Through a series of Supreme Court rulings, federal election rules have undergone serious changes, allowing for the creation of political organizations called Super PACs, where unlimited amounts of money can be spent on behalf of a candidate or cause. The creation of the Super PAC ultimately stems from the Supreme Court decision Citizens United v. Federal Elections Commission in 2010. The ruling left very few restrictions on Super PAC spending, but one rule is ironclad — Super PACs are not allowed to coordinate with specific political candidates or political parties. The rule seems like something that would be easy to enforce. Unfortunately, this hasn’t been the case.
Investigative reporting from the 2014 election cycle unearthed evidence that the Republican Party had violated elections law by using Twitter to facilitate the communication of Super PACs and the Republican Congressional Campaign Committee. Federal law bars any coordination between Super PACs and the candidates and political parties they support. Several twitter accounts sent out a series of tweets apparently detailing private internal poll numbers for Republican candidates. One such tweet read, “CA-40/43–44/49–44/44–50/36–44/49–10/16/14–52 →49/476–10s”.
To outside observers, the numbers appeared to be random numbers, but upon closer inspection, they were to be polling data.
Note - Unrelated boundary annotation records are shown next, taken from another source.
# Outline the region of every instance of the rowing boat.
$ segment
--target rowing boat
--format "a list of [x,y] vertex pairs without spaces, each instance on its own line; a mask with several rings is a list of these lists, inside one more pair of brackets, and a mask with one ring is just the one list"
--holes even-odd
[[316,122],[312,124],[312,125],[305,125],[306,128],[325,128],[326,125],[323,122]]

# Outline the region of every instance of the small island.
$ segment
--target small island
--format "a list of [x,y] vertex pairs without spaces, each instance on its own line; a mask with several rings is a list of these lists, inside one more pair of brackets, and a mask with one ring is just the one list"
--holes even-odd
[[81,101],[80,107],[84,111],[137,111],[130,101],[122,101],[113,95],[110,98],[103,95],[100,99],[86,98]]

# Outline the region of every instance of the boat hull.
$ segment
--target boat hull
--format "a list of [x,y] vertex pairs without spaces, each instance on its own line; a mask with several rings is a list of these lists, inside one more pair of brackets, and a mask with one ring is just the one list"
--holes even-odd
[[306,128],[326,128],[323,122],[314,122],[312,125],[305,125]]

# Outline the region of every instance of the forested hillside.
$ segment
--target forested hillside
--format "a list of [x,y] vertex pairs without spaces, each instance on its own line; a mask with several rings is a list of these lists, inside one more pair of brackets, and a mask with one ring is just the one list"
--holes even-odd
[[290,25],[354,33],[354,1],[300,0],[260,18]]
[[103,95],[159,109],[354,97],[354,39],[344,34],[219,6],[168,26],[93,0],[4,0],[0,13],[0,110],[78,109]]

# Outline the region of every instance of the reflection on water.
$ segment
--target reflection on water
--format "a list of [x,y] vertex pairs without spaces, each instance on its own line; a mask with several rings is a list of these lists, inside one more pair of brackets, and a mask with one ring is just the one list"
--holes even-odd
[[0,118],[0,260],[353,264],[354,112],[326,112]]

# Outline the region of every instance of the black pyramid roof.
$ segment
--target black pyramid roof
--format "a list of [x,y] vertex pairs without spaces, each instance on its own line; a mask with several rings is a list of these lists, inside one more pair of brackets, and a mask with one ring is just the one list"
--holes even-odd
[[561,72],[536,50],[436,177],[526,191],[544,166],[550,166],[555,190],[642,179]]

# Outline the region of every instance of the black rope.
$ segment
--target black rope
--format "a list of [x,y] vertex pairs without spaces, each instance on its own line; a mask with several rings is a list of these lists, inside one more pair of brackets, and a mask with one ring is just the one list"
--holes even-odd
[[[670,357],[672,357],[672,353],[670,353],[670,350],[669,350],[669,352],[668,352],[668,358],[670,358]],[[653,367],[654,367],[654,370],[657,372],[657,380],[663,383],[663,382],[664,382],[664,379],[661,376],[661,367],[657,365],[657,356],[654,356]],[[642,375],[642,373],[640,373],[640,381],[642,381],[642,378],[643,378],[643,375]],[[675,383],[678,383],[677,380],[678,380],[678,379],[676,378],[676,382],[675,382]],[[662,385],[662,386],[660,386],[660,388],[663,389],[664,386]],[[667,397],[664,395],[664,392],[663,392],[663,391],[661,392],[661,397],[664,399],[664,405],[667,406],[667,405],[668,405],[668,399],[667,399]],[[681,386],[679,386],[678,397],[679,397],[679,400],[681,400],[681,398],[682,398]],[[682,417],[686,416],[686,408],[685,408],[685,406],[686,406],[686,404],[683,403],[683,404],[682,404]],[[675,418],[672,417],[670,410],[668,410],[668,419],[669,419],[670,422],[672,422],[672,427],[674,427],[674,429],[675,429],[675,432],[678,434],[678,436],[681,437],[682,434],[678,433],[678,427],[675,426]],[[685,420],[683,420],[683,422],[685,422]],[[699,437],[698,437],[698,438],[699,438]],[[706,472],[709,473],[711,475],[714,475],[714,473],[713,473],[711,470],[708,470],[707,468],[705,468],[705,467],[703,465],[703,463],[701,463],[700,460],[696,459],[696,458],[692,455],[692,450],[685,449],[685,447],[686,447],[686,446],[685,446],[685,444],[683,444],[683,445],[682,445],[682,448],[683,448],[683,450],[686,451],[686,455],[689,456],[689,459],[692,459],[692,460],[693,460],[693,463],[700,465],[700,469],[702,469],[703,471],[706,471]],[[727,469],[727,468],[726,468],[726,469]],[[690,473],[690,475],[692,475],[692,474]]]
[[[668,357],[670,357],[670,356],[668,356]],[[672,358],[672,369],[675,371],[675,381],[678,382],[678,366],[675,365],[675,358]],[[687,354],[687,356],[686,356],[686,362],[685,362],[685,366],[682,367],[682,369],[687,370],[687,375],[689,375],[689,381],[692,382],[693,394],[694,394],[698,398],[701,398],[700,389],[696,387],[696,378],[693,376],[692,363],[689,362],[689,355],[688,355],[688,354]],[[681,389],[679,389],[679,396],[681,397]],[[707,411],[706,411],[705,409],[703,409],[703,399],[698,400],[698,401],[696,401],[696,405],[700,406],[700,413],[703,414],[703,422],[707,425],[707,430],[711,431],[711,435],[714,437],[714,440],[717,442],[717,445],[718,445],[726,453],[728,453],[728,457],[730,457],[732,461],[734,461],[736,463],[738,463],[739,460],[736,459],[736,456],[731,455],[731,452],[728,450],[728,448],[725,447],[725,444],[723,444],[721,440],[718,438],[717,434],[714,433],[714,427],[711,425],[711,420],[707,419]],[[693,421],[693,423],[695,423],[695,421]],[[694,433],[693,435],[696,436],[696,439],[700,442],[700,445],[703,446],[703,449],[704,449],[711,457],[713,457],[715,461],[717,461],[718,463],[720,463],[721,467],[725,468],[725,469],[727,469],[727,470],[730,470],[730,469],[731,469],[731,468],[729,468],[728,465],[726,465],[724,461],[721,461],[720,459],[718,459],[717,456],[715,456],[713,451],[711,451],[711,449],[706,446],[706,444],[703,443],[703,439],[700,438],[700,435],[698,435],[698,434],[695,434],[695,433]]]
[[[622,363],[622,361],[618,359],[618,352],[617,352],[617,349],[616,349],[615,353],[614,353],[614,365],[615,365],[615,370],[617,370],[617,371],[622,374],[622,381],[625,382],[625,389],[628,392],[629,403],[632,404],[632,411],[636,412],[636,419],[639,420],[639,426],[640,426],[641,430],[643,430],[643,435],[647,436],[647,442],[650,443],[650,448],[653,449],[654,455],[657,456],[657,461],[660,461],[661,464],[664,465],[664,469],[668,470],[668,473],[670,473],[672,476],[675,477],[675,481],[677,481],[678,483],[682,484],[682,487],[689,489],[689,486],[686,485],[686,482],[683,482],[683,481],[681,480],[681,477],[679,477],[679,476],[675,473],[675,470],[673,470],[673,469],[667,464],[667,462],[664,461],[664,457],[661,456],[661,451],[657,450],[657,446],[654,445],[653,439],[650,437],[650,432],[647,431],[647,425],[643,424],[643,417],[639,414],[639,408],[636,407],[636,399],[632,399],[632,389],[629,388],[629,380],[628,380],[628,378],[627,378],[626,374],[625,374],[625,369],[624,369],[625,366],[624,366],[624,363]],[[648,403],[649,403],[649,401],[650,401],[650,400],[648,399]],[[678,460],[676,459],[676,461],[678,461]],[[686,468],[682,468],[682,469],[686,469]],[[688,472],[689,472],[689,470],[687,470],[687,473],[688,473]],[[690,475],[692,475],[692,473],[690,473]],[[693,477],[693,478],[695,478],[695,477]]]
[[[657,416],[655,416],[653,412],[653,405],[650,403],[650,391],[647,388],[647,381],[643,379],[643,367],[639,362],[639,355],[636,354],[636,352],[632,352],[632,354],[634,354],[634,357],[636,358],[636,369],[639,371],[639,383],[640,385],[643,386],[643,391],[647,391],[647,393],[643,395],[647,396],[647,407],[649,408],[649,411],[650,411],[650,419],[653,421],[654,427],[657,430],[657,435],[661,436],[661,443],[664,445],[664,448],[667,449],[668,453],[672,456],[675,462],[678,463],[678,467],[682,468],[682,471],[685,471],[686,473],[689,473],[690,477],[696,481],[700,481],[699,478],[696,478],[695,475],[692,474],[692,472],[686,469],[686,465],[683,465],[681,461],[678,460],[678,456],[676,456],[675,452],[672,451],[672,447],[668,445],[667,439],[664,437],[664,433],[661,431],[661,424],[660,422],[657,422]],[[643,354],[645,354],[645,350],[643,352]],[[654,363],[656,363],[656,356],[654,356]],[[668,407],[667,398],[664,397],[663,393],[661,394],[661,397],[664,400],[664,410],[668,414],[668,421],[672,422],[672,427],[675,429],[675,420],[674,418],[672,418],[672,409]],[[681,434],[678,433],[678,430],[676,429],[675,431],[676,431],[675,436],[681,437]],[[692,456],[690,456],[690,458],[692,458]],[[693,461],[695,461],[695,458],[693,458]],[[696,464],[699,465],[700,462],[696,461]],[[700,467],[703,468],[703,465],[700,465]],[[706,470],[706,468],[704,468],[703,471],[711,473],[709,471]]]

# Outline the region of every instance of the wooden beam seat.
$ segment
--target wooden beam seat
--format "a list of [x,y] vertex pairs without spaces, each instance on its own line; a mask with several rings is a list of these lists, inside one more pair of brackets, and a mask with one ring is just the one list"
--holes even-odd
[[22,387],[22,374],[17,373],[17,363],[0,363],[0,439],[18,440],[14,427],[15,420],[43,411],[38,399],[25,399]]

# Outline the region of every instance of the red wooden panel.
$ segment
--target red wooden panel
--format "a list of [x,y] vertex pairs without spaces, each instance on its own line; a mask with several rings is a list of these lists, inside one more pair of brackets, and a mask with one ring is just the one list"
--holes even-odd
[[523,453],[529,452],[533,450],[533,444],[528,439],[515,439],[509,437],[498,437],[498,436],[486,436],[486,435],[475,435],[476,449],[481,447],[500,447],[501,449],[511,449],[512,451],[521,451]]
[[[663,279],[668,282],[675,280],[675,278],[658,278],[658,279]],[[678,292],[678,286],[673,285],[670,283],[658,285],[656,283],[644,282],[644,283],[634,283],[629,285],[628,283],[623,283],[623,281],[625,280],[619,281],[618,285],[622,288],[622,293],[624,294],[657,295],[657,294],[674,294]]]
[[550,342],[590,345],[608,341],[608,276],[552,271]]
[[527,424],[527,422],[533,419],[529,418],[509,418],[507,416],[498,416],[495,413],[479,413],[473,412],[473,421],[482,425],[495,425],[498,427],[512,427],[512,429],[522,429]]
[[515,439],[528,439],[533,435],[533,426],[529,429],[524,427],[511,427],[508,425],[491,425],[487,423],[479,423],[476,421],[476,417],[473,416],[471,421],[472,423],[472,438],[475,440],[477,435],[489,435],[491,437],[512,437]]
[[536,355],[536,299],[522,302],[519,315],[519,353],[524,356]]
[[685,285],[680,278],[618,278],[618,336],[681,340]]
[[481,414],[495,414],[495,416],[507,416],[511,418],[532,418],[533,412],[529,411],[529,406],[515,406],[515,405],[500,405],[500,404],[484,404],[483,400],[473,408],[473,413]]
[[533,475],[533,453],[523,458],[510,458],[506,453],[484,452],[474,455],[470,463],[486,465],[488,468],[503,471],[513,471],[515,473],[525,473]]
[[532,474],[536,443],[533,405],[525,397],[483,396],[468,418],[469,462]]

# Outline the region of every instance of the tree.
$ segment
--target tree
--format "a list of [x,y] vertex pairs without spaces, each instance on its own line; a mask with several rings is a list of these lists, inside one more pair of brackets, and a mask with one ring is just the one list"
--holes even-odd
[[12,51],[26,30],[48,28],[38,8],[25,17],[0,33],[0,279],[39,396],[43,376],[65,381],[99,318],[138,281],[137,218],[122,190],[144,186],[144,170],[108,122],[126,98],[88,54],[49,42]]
CA conceivably could stand for California. The series of numbers, starting with 40/43 could represent polling data including head to head matchups between the candidate, as well as favorability and job approval of the candidates. The “10/16/14” number could simply signify the day the poll was taken.
The Republican Congressional Campaign Committee were contacted about the accounts, and immediately after, the accounts were suspiciously deleted. In response to the reporting at the time, F.E.C Vice Chairwoman Ann Revel tweeted on her account that the incident, “Shows that tech changing politics-this issue may come before us — but coordination rules sadly murky”. It remains an open question as to whether or not the actions taken by the RCCC were illegal since they were posted in a public forum for all to see, rather than directly communicated to a Super PAC. Republicans may have simply found a loophole in the rules governing the interactions of political parties and Super PACs.
It appears Republicans were not the only party that used Twitter to coordinate with Super PACs. Days later it was revealed Democrats may have also coordinated in a potentially illegal manner as well. In the 2012 elections, a Twitter handle known as AdBuyDetails sent out a series of tweets that revealed the various advertisements bought by Democratic House candidates across the country. The Twitter account was created by the Democratic Party, presumably to show Super PACs where money was officially being spent by the party and candidates so that Democratic Super PACs could then more strategically plan when and where to allocate their time and resources to help Democratic candidates.
Theses two cases should have opened new inquiries into campaign finance laws and how the limited laws were applied. Instead, they were the tip of the iceberg. Wikileaks revealed direct coordination between the Clinton campaign and an affiliated Super PAC that would have never been uncovered if not for an unprecedented hacking and leak campaign perpetrated by Russian intelligence. Meanwhile, the largest foreign contribution in history (to candidate Jeb Bush) was only discovered after reporting by the Intercept in 2018.
Campaign finance laws aren’t treated with proper seriousness. The laws are vague and the enforcement of the laws is practically unheard of. Until the laws are further clarified and the FEC is given real teeth, candidates will have little reason to push their luck-and will likely never be punished for it.